A string of jihadist attacks has shrunk the Iraqi government’s footprint in Anbar to a bare minimum and officials are warning time is running out to save the western province from falling completely.
The region’s police chief was killed on Sunday by a roadside bomb blast as he led forces battling Islamic State (IS) fighters on the outskirts of provincial capital Ramadi.
His death was the latest setback suffered by the government in Anbar, a vast Sunni region, parts of which IS had control over even before it launched its sweeping June offensive in Iraq.
Kurdish and federal troops backed by US-led airstrikes have pinned back their enemy and notched up gains in northern Iraq in recent weeks, but in Anbar the jihadists have retained the initiative.
A senior US defence official told AFP that the Iraqi’s army position in Anbar was “tenuous”.
“They are being resupplied and they’re holding their own, but it’s tough and challenging,” the official said. “I think it’s fragile there now.”
The latest retreat came as recently as Sunday, when around 300 government forces abandoned a camp outside the city of Heet to join other forces holed up at Asad air base, deeper in the desert.
IS had already taken control of the city centre following deadly attacks which the UN said caused the displacement of an estimated 180,000 people.
“Heet is now 100 percent under IS-control,” a senior Anbar police official said Monday.
Anbar is Iraq’s largest province, a vast arid expanse traversed by the Euphrates and which borders Syria, Jordan, Saudi Arabia and the governorate of Baghdad.
IS-led insurgents control Fallujah, 50 kilometres (30 miles) west of Baghdad, Qaem nearly 300 kilometres farther west on the border with Syria, and most of in between.
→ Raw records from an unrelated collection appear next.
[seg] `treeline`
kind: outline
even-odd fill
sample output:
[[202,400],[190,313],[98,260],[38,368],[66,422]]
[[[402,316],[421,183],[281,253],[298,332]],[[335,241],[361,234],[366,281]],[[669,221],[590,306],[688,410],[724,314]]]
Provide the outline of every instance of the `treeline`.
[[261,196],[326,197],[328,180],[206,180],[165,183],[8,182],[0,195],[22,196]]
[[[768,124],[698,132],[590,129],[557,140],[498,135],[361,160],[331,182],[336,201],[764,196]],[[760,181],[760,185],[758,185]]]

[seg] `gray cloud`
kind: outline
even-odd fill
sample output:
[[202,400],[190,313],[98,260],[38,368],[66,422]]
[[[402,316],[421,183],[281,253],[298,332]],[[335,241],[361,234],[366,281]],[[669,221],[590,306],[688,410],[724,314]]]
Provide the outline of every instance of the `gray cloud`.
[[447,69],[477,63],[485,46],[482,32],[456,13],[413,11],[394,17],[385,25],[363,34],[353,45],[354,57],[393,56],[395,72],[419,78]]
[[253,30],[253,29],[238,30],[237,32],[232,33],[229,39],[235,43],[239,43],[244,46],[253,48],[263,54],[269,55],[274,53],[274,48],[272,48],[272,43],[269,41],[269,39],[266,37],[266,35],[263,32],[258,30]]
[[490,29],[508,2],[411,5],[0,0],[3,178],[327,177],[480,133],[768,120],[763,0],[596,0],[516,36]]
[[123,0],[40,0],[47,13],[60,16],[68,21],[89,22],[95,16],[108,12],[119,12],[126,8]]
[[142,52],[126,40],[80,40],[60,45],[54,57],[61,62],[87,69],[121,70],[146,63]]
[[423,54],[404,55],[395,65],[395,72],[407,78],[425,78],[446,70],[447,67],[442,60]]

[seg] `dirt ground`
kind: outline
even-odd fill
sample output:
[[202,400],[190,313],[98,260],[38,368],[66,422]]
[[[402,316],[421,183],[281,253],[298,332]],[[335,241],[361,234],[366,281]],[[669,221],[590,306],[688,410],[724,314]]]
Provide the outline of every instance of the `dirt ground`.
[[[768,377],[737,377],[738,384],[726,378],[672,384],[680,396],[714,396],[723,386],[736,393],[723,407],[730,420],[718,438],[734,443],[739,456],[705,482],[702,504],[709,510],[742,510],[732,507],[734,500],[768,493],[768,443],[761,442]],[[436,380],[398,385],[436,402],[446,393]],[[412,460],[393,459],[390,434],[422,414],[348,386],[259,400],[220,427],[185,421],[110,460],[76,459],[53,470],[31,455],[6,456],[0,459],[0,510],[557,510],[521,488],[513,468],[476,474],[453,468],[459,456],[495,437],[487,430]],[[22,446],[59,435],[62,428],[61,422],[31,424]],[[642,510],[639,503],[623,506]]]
Thanks in part to intensive US air strikes, government forces backed by Sunni tribal fighters opposed to IS have retained control of Haditha dam, the country’s second largest, and a handful of other areas.
– US ground troops –
But the noose is tightening around Ramadi, parts of which are already under IS control.
“We can say that 85 percent of Anbar is under IS control,” Faleh al-Issawi, the deputy head of Anbar provincial council, told AFP.
He argued that a ground intervention by US troops was the only measure that could rescue Ramadi and the rest of the province.
“If the situation continues to evolve in the same direction and foreign ground forces don’t intervene within the next 10 days, the next battle will be on Baghdad’s doorstep,” Issawi said.
Ahmed Abu Risha, one of the most prominent anti-jihadist tribal chiefs in Anbar, has also advocated a US ground intervention.
Yet both Iraq’s new prime minister, Haidar al-Abadi, and Washington have ruled this out.
“It is Iraqis in Anbar who will have to fight for Anbar,” US Secretary of State John Kerry said Sunday.
Some experts argue that US-led air strikes would be more effective if they came in support of an attacking army dictating the tempo on the ground and forcing IS to react.
Abadi has retired some top brass in recent weeks and laid out a broad outline of measures to reform the security apparatus and rid it of corruption and patronage.
Some of the hundreds of US officers who have been deployed to Iraq in an advisory capacity have been helping Baghdad plan its next move in Anbar.
But it remains unclear whether Iraq’s army, sometimes described as a “checkpoint army” with only a few thousand elite forces really capable of fighting IS, can buck the trend in Anbar.
One captain told AFP last week his entire battalion had withdrawn from a base in Albu Eitha, just east of Ramadi, after spending days holed up in the compound with little food and water.
“We are in Tharthar now, the withdrawal went smoothly but I don’t know what we can do from here…. Morale is low among the soldiers,” he said.